The exhibit and the layout

The exhibit and the Museum’s layout were designed during the early nineteen-seventies and were the work of two especially authoritative women in their respective scientific and professional fields: Elsa Fubini and Cini Boeri.

The exhibit
Elsa Fubini (1909-2003) of Turin, a researcher at the Gramsci Institute of Rome, who with Sergio Caprioglio edited the 1965 Einaudi edition of Letters from Prison, used scientific discipline to create for the House Museum’s visitors a full-fledged conceptual map of the life and political involvement of Antonio Gramsci.
The exhibit shows a selection of Gramsci’s things, along with archive documents, photographs, letters and newspaper articles, to present the most important times of his life chronologically.

 

 

 

 

 

 

 

 
The exhibit is mounted in three rooms on the first floor of the House Museum that were once the Gramsci family’s bedrooms.

The documents and objects are arranged according to thematic or historic criteria in 9 displays:
1. We must stop his brain from functioning for twenty years
2. From the cell in Turi, near Bari
3. The Sardinian language
4. Ghilarza, the area and the problems of emancipating Sardinian society.
5. Turin, the university, the working class
6. From The New Order to Unity
7. Dictatorship and arrest
8. Death
9. After Gramsci.
The first two displays are located in Room 6 of the House Museum, and the other seven are in Room 7.
In a third room (Room 8) – to give the visitor a sense of his domestic life and authentic family affection – a bedroom is arranged with some of the family’s furniture.

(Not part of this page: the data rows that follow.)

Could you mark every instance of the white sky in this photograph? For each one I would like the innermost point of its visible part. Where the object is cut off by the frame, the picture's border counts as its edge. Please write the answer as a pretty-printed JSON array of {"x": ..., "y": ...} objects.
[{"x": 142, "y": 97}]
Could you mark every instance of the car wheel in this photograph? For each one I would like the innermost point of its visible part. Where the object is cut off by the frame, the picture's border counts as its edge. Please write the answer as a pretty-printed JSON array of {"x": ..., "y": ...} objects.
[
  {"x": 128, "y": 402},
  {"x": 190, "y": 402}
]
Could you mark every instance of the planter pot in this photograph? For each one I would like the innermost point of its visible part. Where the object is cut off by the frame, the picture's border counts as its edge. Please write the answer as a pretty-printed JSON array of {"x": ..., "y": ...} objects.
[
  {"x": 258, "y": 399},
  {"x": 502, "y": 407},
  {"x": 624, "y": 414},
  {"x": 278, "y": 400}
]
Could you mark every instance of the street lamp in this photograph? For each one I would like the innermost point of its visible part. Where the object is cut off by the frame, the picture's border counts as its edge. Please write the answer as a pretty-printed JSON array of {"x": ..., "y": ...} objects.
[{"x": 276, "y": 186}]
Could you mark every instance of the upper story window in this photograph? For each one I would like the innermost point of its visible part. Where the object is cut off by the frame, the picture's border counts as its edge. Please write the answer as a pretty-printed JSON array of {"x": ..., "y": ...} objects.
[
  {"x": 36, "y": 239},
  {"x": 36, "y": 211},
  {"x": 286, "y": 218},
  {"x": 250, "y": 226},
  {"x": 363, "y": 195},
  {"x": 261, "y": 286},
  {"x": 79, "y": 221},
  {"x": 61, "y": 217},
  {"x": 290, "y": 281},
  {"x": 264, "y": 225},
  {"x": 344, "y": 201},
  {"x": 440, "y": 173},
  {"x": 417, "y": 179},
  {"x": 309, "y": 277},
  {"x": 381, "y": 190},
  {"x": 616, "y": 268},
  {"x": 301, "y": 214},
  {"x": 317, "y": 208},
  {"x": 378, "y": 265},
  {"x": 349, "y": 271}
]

Due to her intense research and passionate work for the House Museum, the City of Ghilarza awarded Elsa Fubini honorary citizenship in 1986, delivered to her by art critic and former mayor of Rome Giulio Carlo Argan, during the observance of the 49th anniversary of Gramsci’s death.

The exhibit incorporates and is enlivened by hearing the oral accounts of more than forty men and women who knew Antonio Gramsci through his work, his political struggles and his human relationships. These include Teresina Gramsci Paulesu, Sandro Pertini, Umberto Terracini, Luigi Longo, Ignazio Silone and Lelio Basso.
These memories were collected by Gramsci’s niece, Mimma Paulesu Quercioli, in anticipation of the Museum’s preparation: So that the house does not become a museum in which the message to visitors is entrusted exclusively to documents, objects and iconographic material, we are seeking something more immediate and alive.

The layout of the Museum
The Museum’s layout is the work of Milan architect and designer Cini Boeri (1924), who organised the areas of the house to serve a dual function: the first floor was dedicated to a true exhibit area, the ground floor as a meeting place and reception area during official commemorations.

 

 

 

 

 

 

 

 
Cini Boeri designed the exhibit displays in wood and glass shown in Rooms 6 and 7, and the curved plexiglass wall at the entrance to the room where the bedroom is arranged (Room 8), as if to protect its intimacy. She also created the whole-wall panels with the photographic reproduction of Antonio Gramsci’s letter to his mother on 10 May 1928, on the ground floor in Room 1, and the giant poster with the picture of the prison cell in Turi, Bari (where Gramsci was confined from 19 July 1928 to 19 November 1933), located on the first floor in Room 6.

The preparations were done in a way that had the least impact on the environment and took care not to disturb the evocative atmosphere and near-sacredness of the place. As she recalls, I always entered Gramsci’s house in silence […] I limited myself to putting the finishing touches on the rooms, creating the displays out of glass to protect the objects.

Cini Boeri’s work brought her to Ghilarza many times and let her get to know the people living in the middle of Sardinia, people quite different from those near the coastal tourist centres: simple people, hospitable, very proud. It caused her to meet Emilio Lussu.
We also have Cini Boeri to thank for the plan for the new layout of the ground floor that is being constructed.